Scéne d’ouvertue : Pätrescu ( Théodore Corban, remarquable )  en promenade quotidienne avec son chien auquel il est très attaché , une sortie qui lui permet d’évacuer le stress d’une activité professionnelle qui lui prend beaucoup de temps , mais qui lui permet de toucher de substantiels pourcentages en tant qu’intermédiaire entre particuliers et une société d’immatriculations de voitures . Ce jour là de retour à son domicile dans l’escalier qui le mène à celui-ci , il est témoin des éclats de voix d’une dispute amoureuse qui traversent la porte de l’appartement de la jeune femme qui l’habite , appartement  duquel il voit sortir , ensuite , un jeune homme, habitant lui aussi  l’immeuble . Le lendemain au retour de sa promenade quotidienne avec son chien , il voit un attroupement au bas de l’immeuble , les voitures de police et un corps sans vie que l’on évacue …la jeune femme a été assassinée . Lors de l’enquête de voisinage effectuée par la police, Pätrescu ne dira rien de ce qu’il a vu la veille . Pourquoi ? , réflexe de protection d’une vie bourgeoise ordonnée , par peur , par lâcheté , par crainte d’accuser quelqu’un qu’il a entr’aperçu et qui n’est peut- être pas le coupable ?…ou encore pour d’autres raisons dont il est difficile de discerner les réflexes (de protection?) qui s’y attachent lorsque tout un chacun est confronté à ce type de situation . Se basant sur un fait divers qui s’est réellement déroulé , Radu Muntean a voulu s’intéresser a ce « flou » qui interpelle et dont il est difficile de cerner quelles pourraient être les réactions de tout un chacun confronté à une telle situation . Il a choisi d’en décrire ici , le point de vue d’un regard extérieur , presque chirurgical d’un comportement d’un déni protecteur qui va faire son chemin dans les méandres du quotidien , en même temps que celui de la description d’un étonnant et original face à face , au cœur duquel le silence s’installe créant une tension de plus en plus palpable … entre le témoin muet et dubitatif, et le soupçonné inquiet.

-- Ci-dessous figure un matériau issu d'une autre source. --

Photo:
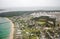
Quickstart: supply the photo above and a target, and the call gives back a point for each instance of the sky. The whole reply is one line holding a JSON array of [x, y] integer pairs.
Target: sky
[[29, 3]]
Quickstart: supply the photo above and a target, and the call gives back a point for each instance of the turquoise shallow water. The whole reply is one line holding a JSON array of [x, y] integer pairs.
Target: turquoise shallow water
[[5, 28]]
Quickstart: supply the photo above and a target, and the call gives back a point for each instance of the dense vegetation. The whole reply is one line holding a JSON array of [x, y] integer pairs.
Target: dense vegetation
[[28, 27]]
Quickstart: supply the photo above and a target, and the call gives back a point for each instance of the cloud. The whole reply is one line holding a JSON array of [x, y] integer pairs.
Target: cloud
[[29, 3]]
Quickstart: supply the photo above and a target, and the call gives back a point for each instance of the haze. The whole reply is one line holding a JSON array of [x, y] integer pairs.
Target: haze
[[28, 3]]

Patrescu ( Téodor Corban ) et son voisin , Vali ( Luliian Postelnicu )
Pätrescu ( Téodor Corban ) et son voisin , Vali        ( Lulian Postelnicu )

C’est cette approche qui offre la belle originalité au film par le doute, l’ambiguité et cette incertitude qui maintient la tension et qui ne permet pas de trancher, qui s’inscrit au cœur du film . Emblématique d’ailleurs , au cœur de tous les indices soumis au spectateur , l’absence de l’image du crime inscrite au cœur du récit volontairement par le cinéaste «  cette image manquante est au cœur du dilemme du Héros ( Pätrescu) : il n’a rien vu, cependant il est convaincu à 99 % que son voisin est coupable , mais c’est le 1% d’incertitude qui est important. Et qui explique qu’il ne va pas à la Police (…) car quel jugement a-t-on le droit de porter quand il existe une part de doute même infime ? » , dit-il dans le dossier de Presse . Et la construction du film qui tient subtilement sur le fil de ce 1% , est aussi celle qui va déclencher – à la fois chez Pätrescu de plus en plus obsédé par le meurtre  et son voisin qui lui se sent surveillé et suspecté – les mêmes réflexes à la fois de protection et de culpabilité. L’un de n’avoir rien dit à la Police , l’autre de se savoir surveillé et de ne rien dire pour éventuellement apporter les preuves qui l’innocenteraient . La police dès lors hors circuit faute de coupable désigné , permet à Radu Muntéan de se pencher sur le basculement du suspense et de l’intrigue dans le face à face entre les deux hommes . Rendant dès lors passionnant , le développement du suspense ( ou plutôt de la tension qui s’installe  ) , jusqu’au final qu’on vous laissera découvrir . Final, dont d’ailleurs , l’astuce ultime du cinéaste est de laisser encore la porte ouverte au spectateur pour se faire sa propre opinion. Radu Muntean fait preuve dans cet exercice d’un sens du récit et d’une efficacité d’autant plus remarquable que celui-ci est inscrit au cœur de la vie quotidienne , sur les silences de ses personnages et sur les petits détails qui créent une tension extrême sans que celle-ci soit surlignée , mais , toujours  suggérée. A ce sujet il explique son choix, concernant l’attitude silencieuse de son personnage Pätrescu :  « elle  permet d’essayer de comprendre sa réaction , ça passe par son silence , par sa façon de se mouvoir , par son comportement physique. Le silence permet de se focaliser dessus ; dans la vie le silence peut être très expressif . C’est le reflet de son mental, de son caractère. Une fois encore , ce serait trop simple , et trop didactique , de tout faire passer par les mots » , dit-il.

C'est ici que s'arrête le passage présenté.